Except for breakfast, we do everything late. Lunch at 2-3pm, dinner at 9-10pm… Depending on where you are, it might be difficult to find restaurants where to have your meals earlier, so the best you can do is try and adapt. And don’t worry, you’re not expected to spend all those hours in between meals without eating! We actually have 5 meals a day -we have a coffee with something small to eat at noon and merienda, something like a sandwich or some fruit, around 6-7pm.
8. Most stores will close between 2-4pm, but not because we’re sleeping.
Of all those 5 meals, we take lunch most seriously. If we’re lucky enough to live close to where we work, we go back home, cook, enjoy our food with our family, have a coffee, and relax for a bit. That’s why we need long lunch-breaks, not because we’re having siesta. Most people won’t even sleep for the recommended 15 minutes.
9. Spain is like many different countries put together.
Different landscapes, different traditions, even different languages!

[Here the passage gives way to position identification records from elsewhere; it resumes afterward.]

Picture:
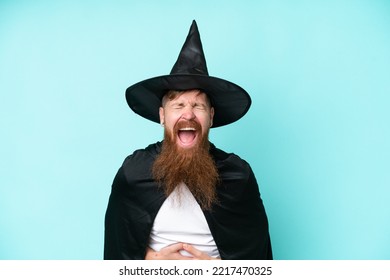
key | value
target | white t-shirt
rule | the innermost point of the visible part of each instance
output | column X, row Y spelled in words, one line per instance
column 180, row 219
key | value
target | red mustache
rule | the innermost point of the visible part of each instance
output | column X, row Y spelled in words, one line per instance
column 186, row 124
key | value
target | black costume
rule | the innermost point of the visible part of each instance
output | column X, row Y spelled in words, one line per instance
column 238, row 223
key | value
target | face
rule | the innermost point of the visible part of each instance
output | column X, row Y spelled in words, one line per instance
column 187, row 118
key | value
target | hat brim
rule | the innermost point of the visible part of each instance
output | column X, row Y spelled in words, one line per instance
column 229, row 100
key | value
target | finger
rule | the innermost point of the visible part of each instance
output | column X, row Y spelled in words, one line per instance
column 193, row 251
column 173, row 248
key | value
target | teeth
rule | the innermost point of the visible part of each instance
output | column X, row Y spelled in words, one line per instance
column 187, row 128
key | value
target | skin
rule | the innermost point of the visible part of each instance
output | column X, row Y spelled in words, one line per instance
column 190, row 105
column 172, row 252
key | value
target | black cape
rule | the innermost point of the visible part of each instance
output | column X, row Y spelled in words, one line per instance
column 238, row 223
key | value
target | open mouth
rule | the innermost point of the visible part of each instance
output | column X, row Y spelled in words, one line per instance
column 187, row 135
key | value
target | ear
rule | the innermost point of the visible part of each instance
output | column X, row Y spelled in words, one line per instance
column 211, row 116
column 161, row 112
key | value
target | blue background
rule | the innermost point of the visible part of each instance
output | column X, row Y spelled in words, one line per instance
column 317, row 135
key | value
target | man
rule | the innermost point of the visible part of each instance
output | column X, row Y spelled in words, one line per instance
column 183, row 198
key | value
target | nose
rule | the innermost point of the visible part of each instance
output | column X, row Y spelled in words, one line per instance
column 188, row 113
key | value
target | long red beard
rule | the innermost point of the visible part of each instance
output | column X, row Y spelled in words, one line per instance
column 192, row 166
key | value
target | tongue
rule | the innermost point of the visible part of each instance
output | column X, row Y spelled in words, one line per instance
column 186, row 136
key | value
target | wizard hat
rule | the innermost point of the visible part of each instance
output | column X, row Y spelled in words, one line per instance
column 229, row 100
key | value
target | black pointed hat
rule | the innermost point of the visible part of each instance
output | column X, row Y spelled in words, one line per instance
column 229, row 100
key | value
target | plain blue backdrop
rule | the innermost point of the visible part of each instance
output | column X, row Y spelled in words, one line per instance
column 317, row 134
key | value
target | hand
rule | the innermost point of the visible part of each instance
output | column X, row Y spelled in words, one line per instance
column 171, row 252
column 197, row 254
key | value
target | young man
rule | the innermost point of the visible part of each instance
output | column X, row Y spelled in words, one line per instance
column 183, row 198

The diversity across Spain is huge and you can travel from one region to another feeling you’re actually visiting different countries. So do your research before traveling, learn some words in the local language if you come to a bilingual area (everyone understands and speaks Spanish, but you’ll be loved if you can utter some phrase in Catalan, Basque, Galician, etc.), find out the local specialties and everything that’s different about the region you’re visiting. You’ll be less confused when you see people playing bagpipes or speaking something that doesn’t sound like Spanish to you.